Os ativos do Brasil explicam a resiliência de que a sociedade deu provas ao enfrentar o desafio da pandemia a despeito da inércia ou, pior, dos erros do governo. Essa resiliência nos anima e nos alenta. Uma nação é uma comunidade de destino. Precisamos de quem possa inspirar, em lugar de ódio e rancor, confiança em nós mesmos. Confiança requer serenidade de quem busca despertá-la nos seus compatriotas, exige compostura, capacidade de convencer pelas ideias e não de se impor pela ameaça.

Sempre houve no Brasil um pensamento conservador. Hoje há o surgimento de uma ‘nova direita’.

Esta direita é mais reacionária do que conservadora. Não defende ideias, quer voltar para um passado que não existe mais, se é que algum dia existiu. Suas posições extremas podem ser o combustível para ódios e divisões que tendem a prosperar em tempos de crise e ameaçam a democracia.

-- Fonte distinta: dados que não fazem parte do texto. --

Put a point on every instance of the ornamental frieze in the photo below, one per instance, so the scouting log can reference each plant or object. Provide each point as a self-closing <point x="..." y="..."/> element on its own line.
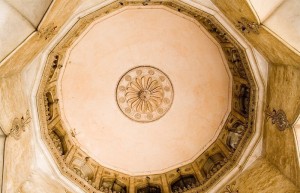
<point x="145" y="94"/>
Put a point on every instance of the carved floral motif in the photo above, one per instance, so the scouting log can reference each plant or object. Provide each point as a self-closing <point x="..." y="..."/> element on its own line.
<point x="144" y="94"/>
<point x="91" y="176"/>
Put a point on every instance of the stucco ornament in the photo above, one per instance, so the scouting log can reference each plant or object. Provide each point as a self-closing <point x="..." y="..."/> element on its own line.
<point x="18" y="126"/>
<point x="279" y="119"/>
<point x="231" y="188"/>
<point x="246" y="26"/>
<point x="144" y="94"/>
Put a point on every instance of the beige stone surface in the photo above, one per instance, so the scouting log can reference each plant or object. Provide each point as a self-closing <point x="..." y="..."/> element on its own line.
<point x="13" y="101"/>
<point x="19" y="161"/>
<point x="32" y="10"/>
<point x="283" y="93"/>
<point x="38" y="182"/>
<point x="193" y="64"/>
<point x="14" y="29"/>
<point x="285" y="22"/>
<point x="263" y="177"/>
<point x="265" y="8"/>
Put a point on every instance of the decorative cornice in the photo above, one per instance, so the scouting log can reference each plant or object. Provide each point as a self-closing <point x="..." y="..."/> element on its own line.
<point x="206" y="170"/>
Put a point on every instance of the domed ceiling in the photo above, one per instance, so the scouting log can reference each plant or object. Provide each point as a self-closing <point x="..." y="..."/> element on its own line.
<point x="147" y="96"/>
<point x="103" y="83"/>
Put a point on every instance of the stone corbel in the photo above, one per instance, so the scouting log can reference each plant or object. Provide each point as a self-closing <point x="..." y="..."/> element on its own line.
<point x="19" y="125"/>
<point x="278" y="118"/>
<point x="246" y="26"/>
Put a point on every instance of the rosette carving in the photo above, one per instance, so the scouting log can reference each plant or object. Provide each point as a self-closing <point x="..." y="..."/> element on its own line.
<point x="144" y="94"/>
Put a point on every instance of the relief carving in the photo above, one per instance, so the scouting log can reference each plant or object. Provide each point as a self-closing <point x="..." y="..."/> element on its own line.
<point x="149" y="95"/>
<point x="112" y="186"/>
<point x="231" y="189"/>
<point x="48" y="31"/>
<point x="235" y="134"/>
<point x="279" y="119"/>
<point x="213" y="164"/>
<point x="149" y="187"/>
<point x="19" y="125"/>
<point x="184" y="183"/>
<point x="241" y="100"/>
<point x="144" y="94"/>
<point x="246" y="26"/>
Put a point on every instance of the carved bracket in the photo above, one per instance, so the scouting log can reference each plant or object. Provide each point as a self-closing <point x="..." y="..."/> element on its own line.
<point x="18" y="126"/>
<point x="278" y="118"/>
<point x="231" y="188"/>
<point x="246" y="26"/>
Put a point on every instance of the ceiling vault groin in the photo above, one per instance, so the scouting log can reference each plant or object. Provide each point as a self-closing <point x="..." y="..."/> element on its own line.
<point x="198" y="176"/>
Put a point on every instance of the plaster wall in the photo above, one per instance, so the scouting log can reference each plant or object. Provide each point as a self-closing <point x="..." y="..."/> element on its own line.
<point x="18" y="19"/>
<point x="261" y="177"/>
<point x="280" y="146"/>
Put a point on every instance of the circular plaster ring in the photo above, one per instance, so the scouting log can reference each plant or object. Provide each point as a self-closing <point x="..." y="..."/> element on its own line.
<point x="144" y="94"/>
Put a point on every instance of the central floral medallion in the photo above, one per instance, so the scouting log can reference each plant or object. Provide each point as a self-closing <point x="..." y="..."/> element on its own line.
<point x="144" y="94"/>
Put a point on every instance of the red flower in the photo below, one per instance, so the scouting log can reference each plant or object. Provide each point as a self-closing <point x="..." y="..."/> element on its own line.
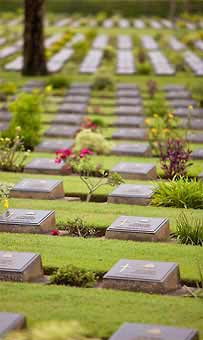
<point x="54" y="232"/>
<point x="84" y="152"/>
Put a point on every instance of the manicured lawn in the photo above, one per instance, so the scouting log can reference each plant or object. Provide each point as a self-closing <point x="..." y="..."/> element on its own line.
<point x="100" y="311"/>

Há que fugir das ideologias, com suas utopias regressivas, aliados autoritários e inimigos imaginários. Seria uma imensa regressão se, em nome dos “valores do Ocidente” ou de um pretenso imperativo bíblico, o Brasil viesse a se alinhar com os que negam a mudança climática, perseguem artistas e cientistas, são insensíveis às violações de direitos humanos e não aceitam a liberdade de cada um de viver sua vida.

O Brasil já contou com políticas e políticos que despertavam confiança. Convivi com Tancredo Neves. Era homem de fala mansa, mas de valores firmes. Foi um democrata a vida toda, um político de diálogo, atento à necessidade de buscar denominadores comuns em momentos críticos. Convivi com Ulysses Guimarães, que sabia aliar ao diálogo a firmeza, quando necessário. E assim vários outros. Que a lembrança deles nos inspire a fazer frente aos arreganhos autoritários com firmeza e serenidade para que em 2022 não se repita o desfecho trágico de quatro anos atrás.

Este texto é parte do artigo publicado no livro “Minha Pátria é Minha Língua”, que reúne ensaios e textos de opinião sobre as relações luso-brasileiras na cultura, na história e na contemporaneidade.